I’m also not fond of the larger radius corners of the new Magic Keyboard and Magic Trackpad. These new accessories look like children’s toys to my eye.

But that’s where the lack of fondness ends.

I would love to add an M1 iMac to my collection. It’d be faster than my current 2019 27-inch iMac by a country mile. The I/O would actually be easier to wield, specifically thanks to the nifty gigabit Ethernet port built into the power brick.

And the new Magic Keyboard has Touch ID. I, like so many others, type my 1Password password about 250 times a day. Skipping that step 250 times a day would free up actual minutes, which frees up actual cash.

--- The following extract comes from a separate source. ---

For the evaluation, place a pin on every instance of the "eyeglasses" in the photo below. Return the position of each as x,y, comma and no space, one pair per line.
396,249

Last thought: Where the debut of the M1 chip in the MacBook Air and MacBook Pro seemed to signify a price drop (I picked up my M1 MacBook Air with an education discount for only $1170 CAD — that’d be less than $1,000 USD), the M1 iMac seems to be more stable in terms of pricing. The price the 21.5-inch iMac left at is what you’re paying now for the new M1 iMac.

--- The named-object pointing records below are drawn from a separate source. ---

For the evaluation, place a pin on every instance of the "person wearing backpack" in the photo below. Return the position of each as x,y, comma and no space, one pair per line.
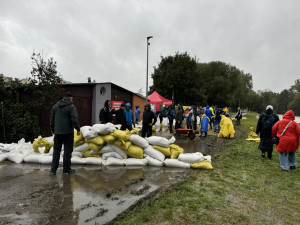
288,132
264,127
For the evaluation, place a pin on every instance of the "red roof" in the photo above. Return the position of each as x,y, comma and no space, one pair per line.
156,98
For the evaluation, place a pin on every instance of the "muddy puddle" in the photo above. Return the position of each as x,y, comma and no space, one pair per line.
94,195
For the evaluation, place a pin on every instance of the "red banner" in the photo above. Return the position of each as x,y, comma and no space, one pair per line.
116,105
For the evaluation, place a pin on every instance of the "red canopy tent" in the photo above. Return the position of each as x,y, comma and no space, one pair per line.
157,99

I wonder where this will leave us for the inevitable replacement for the 27-inch M2/3/4/X/Y/Z iMac in time.

I know I’m going to regret buying a 24-inch M1 iMac the moment they showcase the replacement for the 27-inch iMac. And screen real estate matters a lot to my daily workflows.

But you can bet I’ve come up with all the justifications necessary to add a 24-inch M1 iMac to my shopping cart.

What I’m Going to Buy After This Keynote

This list is tentative, barring reviews, funds, and wants:

  • Two AirTags and two Apple leather keychain holders
  • M1 11-inch iPad Pro after I see what happens at WWDC in June (maybe)
  • 24-inch iMac three or four years from now when my children are in school and need a computer because we’re still in COVID-19

That’s a pretty cynical list.

Despite some serious innovation and excitement in the form of the M1 in the iPad and the M1 in the razor thin iMac, I don’t think I’m pulling the trigger on anything in the short term.